The London North West University Healthcare Trust’s hospitals, including our very own Northwick Park, have been a popular location with filmmakers for many years featuring in dozens of movies and TV dramas.
Famous faces include Idris Elba (Luther), Hugh Grant (Four Weddings and a Funeral), Matt Damon (Jason Bourne) and Maggie Smith (The Exotic Marigold Hotel).
Do you remember Jack Bauer coming to town when Ealing Hospital got ‘blown up’ in 24 or the Anti-Christ making an appearance in Northwick Park in Brent in The Omen?
Scenes from the Oscar-winning horror film were shot on the upper floors of the hospital in 1976 with actor Gregory Peck’s resuscitative powers proving the match of any clinician.
One local newspaper reported ‘an unprecedented recovery rate as ladies supposedly in a delicate state leapt from their beds and ran upstairs hoping to see him.’
The plot about the rise of the Anti-Christ – that must have gone down well with the Chaplaincy service – was one of the year’s biggest grossing films and spawned several sequels and remakes.
The late Bob Peck battled the nuclear state in BAFTA winning TV thriller Edge of Darkness, while The Green Wing, about the lives of staff at the fictional East Hampton Hospital Trust, was shot over a period of months.
The Sweeney, a popular 1970s Police drama, was also filmed in the hospital starring John Thaw in his pre-Inspector Morse days as tough-talking policeman DCI Regan, while Fawlty Towers and Adrian Mole bought some light relief
Ealing Hospital has featured in modern day police dramas and thrillers, including Luther starring Idris Elba, Marcella (Anna Friel), Silent Witness (Emilia Fox) and most recently MacMafia.
On a lighter note, comedy shows include Man Down and Porters which follows the hapless adventures of a hospital porter convinced it is the first step on the ladder to becoming a doctor. The show featured Rutger Hauer who some might remember as the rebel android leader running amok in Blade Runner.
Hospital film location manager Peter Asmah has rubbed shoulders with Russian mobsters, helped organise a prison break and even seen the end of the world in his role as film liaison manager
Peter said: “We don’t actively promote ourselves as a film location but still accommodate around 10-15 productions a year.
“The majority of production companies are here for two to three days but there is a lot of behind-the-scenes work.”
The trust charge £2,500 a day with companies signing a £10 million public liability insurance agreement before any filming takes place.
Peter added: “I’m on site throughout the shoot ensuring crews stick to the agreed areas and don’t interfere with the day-to-day running of the hospitals.”

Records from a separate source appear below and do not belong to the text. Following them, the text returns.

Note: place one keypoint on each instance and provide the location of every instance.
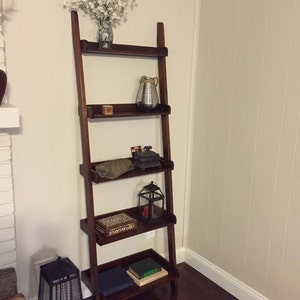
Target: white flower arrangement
(103, 12)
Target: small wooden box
(115, 224)
(107, 110)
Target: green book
(144, 268)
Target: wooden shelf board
(125, 110)
(166, 166)
(142, 226)
(126, 50)
(124, 262)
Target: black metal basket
(59, 280)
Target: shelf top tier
(126, 50)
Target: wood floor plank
(192, 285)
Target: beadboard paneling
(245, 179)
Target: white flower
(104, 12)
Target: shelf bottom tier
(172, 276)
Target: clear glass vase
(105, 36)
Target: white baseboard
(221, 278)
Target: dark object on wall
(59, 280)
(3, 83)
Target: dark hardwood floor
(191, 286)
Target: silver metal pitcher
(147, 97)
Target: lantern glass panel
(151, 203)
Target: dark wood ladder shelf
(93, 112)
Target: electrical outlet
(150, 234)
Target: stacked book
(145, 271)
(114, 280)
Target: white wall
(46, 154)
(245, 180)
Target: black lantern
(151, 203)
(59, 280)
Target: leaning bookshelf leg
(174, 287)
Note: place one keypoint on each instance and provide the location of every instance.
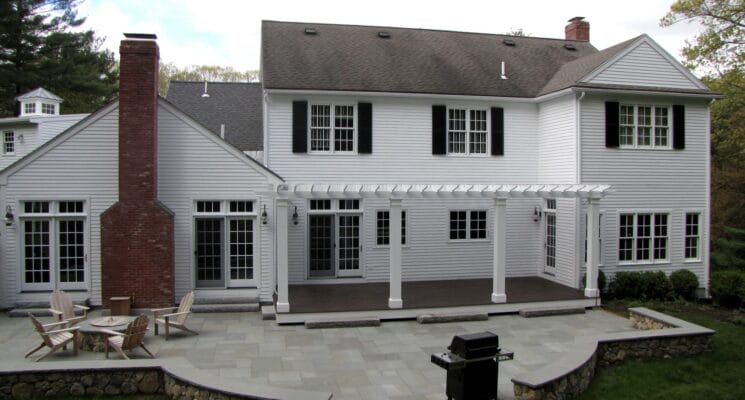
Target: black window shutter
(364, 118)
(611, 124)
(299, 126)
(678, 127)
(497, 131)
(439, 131)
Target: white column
(394, 245)
(499, 295)
(283, 301)
(593, 256)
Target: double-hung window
(467, 131)
(332, 128)
(643, 238)
(382, 227)
(468, 225)
(692, 248)
(9, 142)
(644, 126)
(54, 246)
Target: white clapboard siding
(192, 166)
(644, 66)
(670, 181)
(402, 147)
(83, 167)
(557, 141)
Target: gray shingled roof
(355, 58)
(237, 105)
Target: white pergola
(396, 193)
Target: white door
(549, 265)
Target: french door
(334, 245)
(224, 252)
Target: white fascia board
(441, 97)
(245, 158)
(644, 38)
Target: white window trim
(375, 229)
(700, 236)
(468, 238)
(332, 133)
(468, 131)
(226, 215)
(5, 142)
(635, 212)
(54, 216)
(652, 145)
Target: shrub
(646, 285)
(684, 283)
(728, 288)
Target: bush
(728, 288)
(646, 285)
(684, 284)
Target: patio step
(225, 307)
(547, 311)
(341, 323)
(454, 317)
(268, 313)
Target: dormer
(39, 102)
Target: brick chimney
(577, 29)
(137, 237)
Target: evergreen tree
(37, 48)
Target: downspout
(578, 179)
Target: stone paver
(390, 361)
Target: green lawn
(712, 376)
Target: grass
(712, 376)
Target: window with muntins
(643, 238)
(383, 227)
(692, 237)
(644, 126)
(467, 131)
(468, 224)
(9, 142)
(47, 108)
(332, 128)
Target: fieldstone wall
(80, 383)
(684, 340)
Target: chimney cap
(145, 36)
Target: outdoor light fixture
(8, 215)
(536, 213)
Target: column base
(282, 307)
(395, 303)
(498, 298)
(592, 293)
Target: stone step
(268, 312)
(341, 323)
(547, 311)
(454, 317)
(226, 307)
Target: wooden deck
(424, 295)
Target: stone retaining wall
(570, 376)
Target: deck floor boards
(423, 294)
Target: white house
(401, 170)
(39, 121)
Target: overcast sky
(227, 33)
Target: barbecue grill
(472, 366)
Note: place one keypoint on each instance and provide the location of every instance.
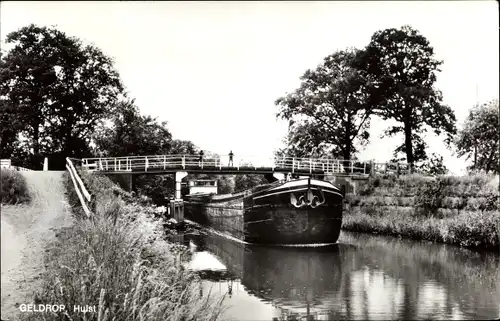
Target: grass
(120, 262)
(454, 210)
(14, 189)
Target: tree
(478, 138)
(434, 165)
(58, 88)
(332, 102)
(305, 139)
(131, 133)
(402, 70)
(185, 147)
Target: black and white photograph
(249, 160)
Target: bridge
(158, 164)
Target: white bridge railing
(80, 188)
(245, 163)
(7, 164)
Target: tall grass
(14, 189)
(456, 210)
(119, 262)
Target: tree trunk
(347, 157)
(409, 147)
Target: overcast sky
(214, 69)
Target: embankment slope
(26, 229)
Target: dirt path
(25, 231)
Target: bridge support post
(178, 178)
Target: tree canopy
(402, 70)
(56, 90)
(330, 106)
(129, 133)
(478, 138)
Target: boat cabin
(203, 186)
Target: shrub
(14, 189)
(429, 198)
(119, 262)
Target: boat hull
(297, 212)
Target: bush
(14, 189)
(429, 198)
(119, 262)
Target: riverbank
(120, 263)
(27, 228)
(453, 210)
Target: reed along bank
(119, 262)
(455, 210)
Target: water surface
(363, 277)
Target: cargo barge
(298, 211)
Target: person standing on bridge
(231, 158)
(201, 157)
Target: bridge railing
(290, 164)
(7, 164)
(81, 190)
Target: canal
(363, 277)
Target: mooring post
(178, 178)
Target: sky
(213, 70)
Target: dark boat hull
(300, 212)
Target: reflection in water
(364, 277)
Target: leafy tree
(183, 147)
(478, 138)
(58, 88)
(131, 133)
(332, 102)
(305, 139)
(434, 165)
(402, 70)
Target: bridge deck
(158, 164)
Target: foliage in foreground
(14, 189)
(119, 262)
(454, 210)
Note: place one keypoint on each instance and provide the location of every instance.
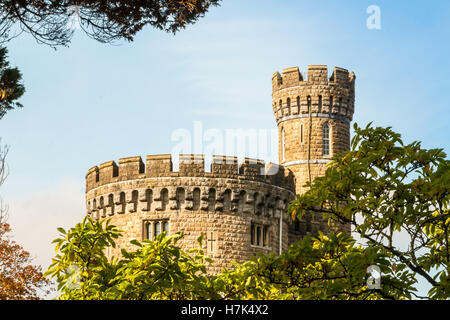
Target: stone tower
(313, 117)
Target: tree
(155, 270)
(19, 279)
(387, 190)
(11, 88)
(370, 187)
(49, 21)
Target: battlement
(190, 165)
(294, 97)
(317, 74)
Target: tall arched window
(102, 207)
(111, 203)
(242, 200)
(134, 200)
(212, 200)
(180, 198)
(148, 199)
(320, 104)
(196, 199)
(122, 202)
(326, 139)
(164, 198)
(301, 133)
(227, 201)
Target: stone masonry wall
(221, 204)
(302, 107)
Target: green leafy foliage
(388, 191)
(11, 88)
(382, 187)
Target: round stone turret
(313, 118)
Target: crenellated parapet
(190, 165)
(294, 96)
(132, 186)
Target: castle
(239, 208)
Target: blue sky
(92, 102)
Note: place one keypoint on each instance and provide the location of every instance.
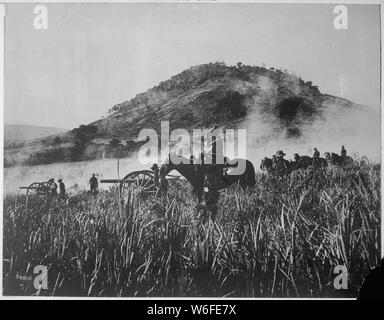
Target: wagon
(143, 182)
(40, 189)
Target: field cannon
(144, 182)
(41, 189)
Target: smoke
(328, 126)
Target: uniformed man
(53, 186)
(94, 183)
(61, 187)
(316, 153)
(343, 152)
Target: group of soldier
(280, 165)
(62, 191)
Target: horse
(266, 164)
(301, 162)
(335, 159)
(320, 163)
(196, 173)
(281, 167)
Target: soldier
(316, 156)
(53, 186)
(280, 162)
(343, 152)
(316, 153)
(61, 187)
(94, 183)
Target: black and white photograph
(192, 149)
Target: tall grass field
(282, 238)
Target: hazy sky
(94, 56)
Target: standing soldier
(343, 152)
(316, 156)
(61, 187)
(94, 183)
(53, 186)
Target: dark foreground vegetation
(281, 239)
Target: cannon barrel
(111, 181)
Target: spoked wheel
(139, 182)
(38, 189)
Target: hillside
(17, 133)
(278, 109)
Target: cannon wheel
(142, 182)
(38, 189)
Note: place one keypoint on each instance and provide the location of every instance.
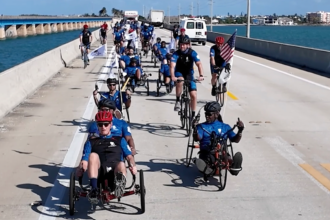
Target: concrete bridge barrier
(17, 83)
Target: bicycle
(185, 108)
(85, 55)
(221, 80)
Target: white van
(195, 29)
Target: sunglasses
(208, 113)
(105, 124)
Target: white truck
(156, 18)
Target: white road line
(56, 195)
(284, 149)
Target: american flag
(227, 51)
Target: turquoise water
(19, 50)
(307, 36)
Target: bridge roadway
(285, 111)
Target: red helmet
(103, 116)
(219, 40)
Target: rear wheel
(142, 192)
(72, 193)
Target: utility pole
(248, 20)
(211, 14)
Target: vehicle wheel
(190, 148)
(182, 113)
(147, 87)
(142, 192)
(72, 193)
(158, 87)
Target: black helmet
(212, 107)
(107, 103)
(133, 60)
(111, 80)
(184, 40)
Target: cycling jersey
(108, 148)
(86, 37)
(165, 69)
(218, 127)
(215, 52)
(119, 128)
(115, 98)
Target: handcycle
(185, 108)
(220, 147)
(117, 113)
(130, 82)
(85, 55)
(222, 78)
(106, 189)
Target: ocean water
(306, 36)
(18, 50)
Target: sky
(220, 7)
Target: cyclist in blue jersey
(106, 153)
(119, 128)
(182, 67)
(114, 95)
(202, 133)
(156, 46)
(85, 39)
(181, 36)
(165, 70)
(133, 70)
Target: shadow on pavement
(160, 129)
(180, 174)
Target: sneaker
(236, 167)
(120, 183)
(177, 106)
(202, 167)
(93, 196)
(213, 93)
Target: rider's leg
(93, 169)
(178, 91)
(193, 96)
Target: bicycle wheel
(187, 115)
(182, 112)
(223, 169)
(190, 149)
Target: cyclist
(175, 32)
(103, 35)
(119, 128)
(202, 133)
(182, 35)
(182, 63)
(114, 95)
(106, 152)
(85, 39)
(217, 63)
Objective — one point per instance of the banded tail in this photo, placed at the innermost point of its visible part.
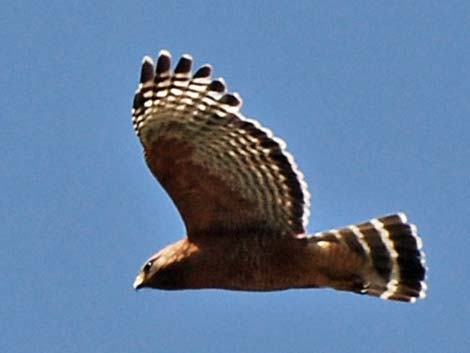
(386, 256)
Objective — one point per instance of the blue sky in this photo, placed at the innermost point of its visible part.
(371, 97)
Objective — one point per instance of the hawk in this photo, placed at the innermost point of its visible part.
(245, 203)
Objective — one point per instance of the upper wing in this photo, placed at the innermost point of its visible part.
(225, 173)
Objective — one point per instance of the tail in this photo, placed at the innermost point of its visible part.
(384, 255)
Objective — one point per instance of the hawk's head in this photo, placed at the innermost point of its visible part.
(167, 269)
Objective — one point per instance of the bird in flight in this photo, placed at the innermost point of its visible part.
(245, 204)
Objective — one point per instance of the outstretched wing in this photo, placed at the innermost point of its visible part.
(225, 173)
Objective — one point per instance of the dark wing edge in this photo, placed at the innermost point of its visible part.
(197, 112)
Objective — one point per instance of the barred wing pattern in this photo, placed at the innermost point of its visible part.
(223, 171)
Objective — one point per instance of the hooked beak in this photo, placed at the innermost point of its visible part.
(139, 281)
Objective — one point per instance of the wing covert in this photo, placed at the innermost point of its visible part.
(224, 172)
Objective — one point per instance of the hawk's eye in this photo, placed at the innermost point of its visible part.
(147, 266)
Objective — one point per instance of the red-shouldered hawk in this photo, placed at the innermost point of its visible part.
(245, 204)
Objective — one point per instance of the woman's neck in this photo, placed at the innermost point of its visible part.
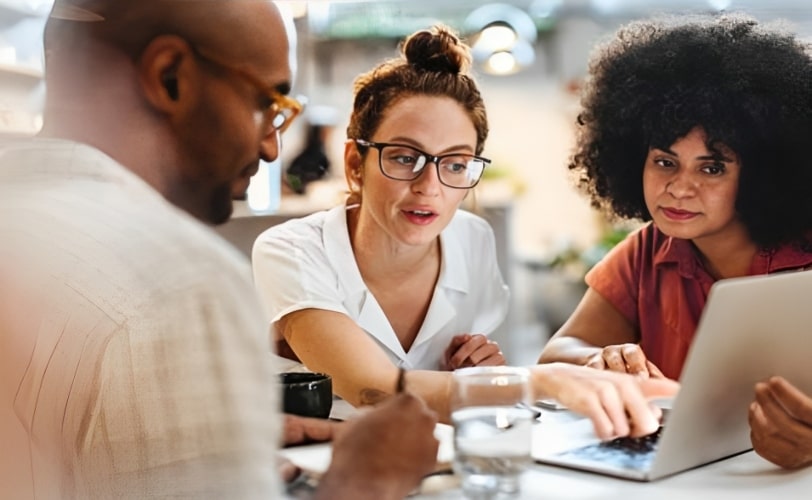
(727, 256)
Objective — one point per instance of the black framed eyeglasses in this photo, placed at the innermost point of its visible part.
(405, 163)
(279, 109)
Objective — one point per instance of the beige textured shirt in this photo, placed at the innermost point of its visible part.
(134, 357)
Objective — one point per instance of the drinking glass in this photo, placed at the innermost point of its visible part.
(492, 429)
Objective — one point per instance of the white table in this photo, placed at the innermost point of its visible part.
(743, 477)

Peter will accommodate several visits by production crews before a contract is signed and checks scripts for anything that may reflect the hospital in a poor light.
He drew the line at a group of bloodied people being whipped in the reception area but did give the green light to 28 Days Later, a horror film whose undead stars didn’t appear in the opening scenes of the ‘abandoned’ hospital.
Peter said: “It’s always interesting to watch something being filmed and then see the finished product on the big screen. It’s an amazing transformation.”
So, does Peter have any aspirations to appear in front of the camera?
“No,” he laughs. “I’m quite happy to leave it to the professionals.”